More recent filters are considerably more sophisticated, but there will still be grey areas. Does the use of the word "fuck" make this page unacceptable for children? Does it make this entire site unacceptable? And what about these fine individuals? (Links provided by http://blogs.herald.com/dave_barrys_blog/.)

If you have an email address, you probably know how quickly spammers adapt to the latest filtering techniques, leading to an arms race between spammers and spam-filter authors. The only way to eliminate all the spam is to filter out everything, but of course that isn't particularly useful. Anything less will filter potentially desirable (and innocuous) content while still allowing some objectionable content through.

Slightly better, in the sense of not being as bad, are legislative measures. The law, at least, allows for shades of grey.
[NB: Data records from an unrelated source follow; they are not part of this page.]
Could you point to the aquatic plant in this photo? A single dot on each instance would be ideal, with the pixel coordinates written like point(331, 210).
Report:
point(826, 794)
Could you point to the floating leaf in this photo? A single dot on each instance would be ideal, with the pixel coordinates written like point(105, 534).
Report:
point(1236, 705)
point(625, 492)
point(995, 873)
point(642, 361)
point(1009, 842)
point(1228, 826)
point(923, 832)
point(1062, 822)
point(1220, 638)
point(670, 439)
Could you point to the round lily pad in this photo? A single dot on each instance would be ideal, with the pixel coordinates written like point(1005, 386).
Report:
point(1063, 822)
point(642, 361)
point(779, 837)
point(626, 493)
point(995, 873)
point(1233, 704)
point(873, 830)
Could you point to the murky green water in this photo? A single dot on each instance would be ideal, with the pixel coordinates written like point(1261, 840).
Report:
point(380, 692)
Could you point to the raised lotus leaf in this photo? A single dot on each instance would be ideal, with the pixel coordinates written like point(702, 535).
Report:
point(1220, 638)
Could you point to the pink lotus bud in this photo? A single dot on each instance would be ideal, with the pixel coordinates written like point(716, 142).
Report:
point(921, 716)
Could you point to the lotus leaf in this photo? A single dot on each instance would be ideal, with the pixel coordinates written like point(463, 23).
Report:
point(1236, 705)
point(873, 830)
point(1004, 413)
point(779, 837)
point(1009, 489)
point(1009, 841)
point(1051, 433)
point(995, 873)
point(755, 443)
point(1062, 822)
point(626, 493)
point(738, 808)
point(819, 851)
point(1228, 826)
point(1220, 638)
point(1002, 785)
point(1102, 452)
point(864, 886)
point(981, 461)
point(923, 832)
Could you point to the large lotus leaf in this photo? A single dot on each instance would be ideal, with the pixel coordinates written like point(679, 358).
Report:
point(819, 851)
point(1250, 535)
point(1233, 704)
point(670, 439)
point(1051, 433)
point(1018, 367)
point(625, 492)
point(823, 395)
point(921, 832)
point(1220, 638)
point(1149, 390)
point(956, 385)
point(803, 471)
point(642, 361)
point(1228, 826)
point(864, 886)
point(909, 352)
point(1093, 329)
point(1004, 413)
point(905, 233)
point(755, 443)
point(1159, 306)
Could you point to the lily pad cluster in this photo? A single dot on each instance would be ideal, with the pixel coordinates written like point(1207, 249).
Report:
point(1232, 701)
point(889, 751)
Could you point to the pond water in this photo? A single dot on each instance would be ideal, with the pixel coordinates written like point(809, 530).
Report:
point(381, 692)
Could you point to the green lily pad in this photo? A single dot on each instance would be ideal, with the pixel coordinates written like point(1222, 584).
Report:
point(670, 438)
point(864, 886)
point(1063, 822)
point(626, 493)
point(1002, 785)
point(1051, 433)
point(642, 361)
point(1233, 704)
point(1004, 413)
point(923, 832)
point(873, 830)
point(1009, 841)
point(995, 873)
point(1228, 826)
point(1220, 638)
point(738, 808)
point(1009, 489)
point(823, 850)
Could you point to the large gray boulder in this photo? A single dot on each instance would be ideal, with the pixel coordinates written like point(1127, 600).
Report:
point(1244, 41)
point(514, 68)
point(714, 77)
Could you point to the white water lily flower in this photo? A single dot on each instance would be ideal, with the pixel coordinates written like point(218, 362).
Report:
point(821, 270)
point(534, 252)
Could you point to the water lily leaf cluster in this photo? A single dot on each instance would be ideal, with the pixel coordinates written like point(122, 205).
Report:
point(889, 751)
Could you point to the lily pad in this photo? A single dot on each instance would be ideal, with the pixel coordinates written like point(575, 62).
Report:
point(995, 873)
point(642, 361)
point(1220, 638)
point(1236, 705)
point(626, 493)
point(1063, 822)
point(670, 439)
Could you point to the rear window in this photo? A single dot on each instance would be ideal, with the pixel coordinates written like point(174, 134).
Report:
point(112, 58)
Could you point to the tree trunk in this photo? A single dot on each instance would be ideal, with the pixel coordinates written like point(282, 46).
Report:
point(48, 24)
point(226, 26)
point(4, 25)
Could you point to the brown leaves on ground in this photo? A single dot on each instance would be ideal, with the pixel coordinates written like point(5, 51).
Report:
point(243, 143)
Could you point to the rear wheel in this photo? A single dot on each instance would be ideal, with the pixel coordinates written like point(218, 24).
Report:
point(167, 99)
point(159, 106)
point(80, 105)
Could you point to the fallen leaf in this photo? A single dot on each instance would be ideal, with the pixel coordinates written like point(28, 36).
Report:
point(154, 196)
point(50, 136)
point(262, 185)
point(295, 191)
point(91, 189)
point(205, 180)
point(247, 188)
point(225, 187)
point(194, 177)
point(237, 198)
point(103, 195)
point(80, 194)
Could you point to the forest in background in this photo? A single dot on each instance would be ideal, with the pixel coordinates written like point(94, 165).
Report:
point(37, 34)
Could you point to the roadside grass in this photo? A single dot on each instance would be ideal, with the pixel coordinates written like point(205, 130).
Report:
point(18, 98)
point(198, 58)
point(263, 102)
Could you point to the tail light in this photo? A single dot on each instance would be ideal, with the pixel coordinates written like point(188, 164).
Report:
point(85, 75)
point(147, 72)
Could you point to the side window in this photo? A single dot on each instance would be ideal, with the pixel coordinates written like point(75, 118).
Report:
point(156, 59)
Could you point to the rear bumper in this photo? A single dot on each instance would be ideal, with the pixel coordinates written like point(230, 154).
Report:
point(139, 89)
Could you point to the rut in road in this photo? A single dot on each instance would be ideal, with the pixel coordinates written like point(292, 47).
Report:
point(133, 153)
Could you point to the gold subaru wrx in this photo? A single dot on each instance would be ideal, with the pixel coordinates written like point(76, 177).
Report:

Laws are difficult to enforce online, however, and fairly easy to circumvent. They also tend to focus on punishing behavior rather than preventing it, though the threat of punishment can serve as a deterrent.

The real problem, though, is not that the web is a big, open, and sometimes dangerous place for children (and adults). The problem is that parents are too quick to provide their children with the tools to access the web without also providing supervision. A computer connected to the Internet is a powerful piece of technology. Just as a parent shouldn't give a child a gun or the keys to the family sedan, a parent shouldn't give a child unlimited and unsupervised access to a worldwide computer network.

The bottom line is that the best way for parents to ensure their children's safety online is to know what they're doing and when, and not to treat computers as just another type of toy. Not only will that produce real improvements in online safety for kids, it will give the government less of an excuse to invade our privacy or restrict our activities.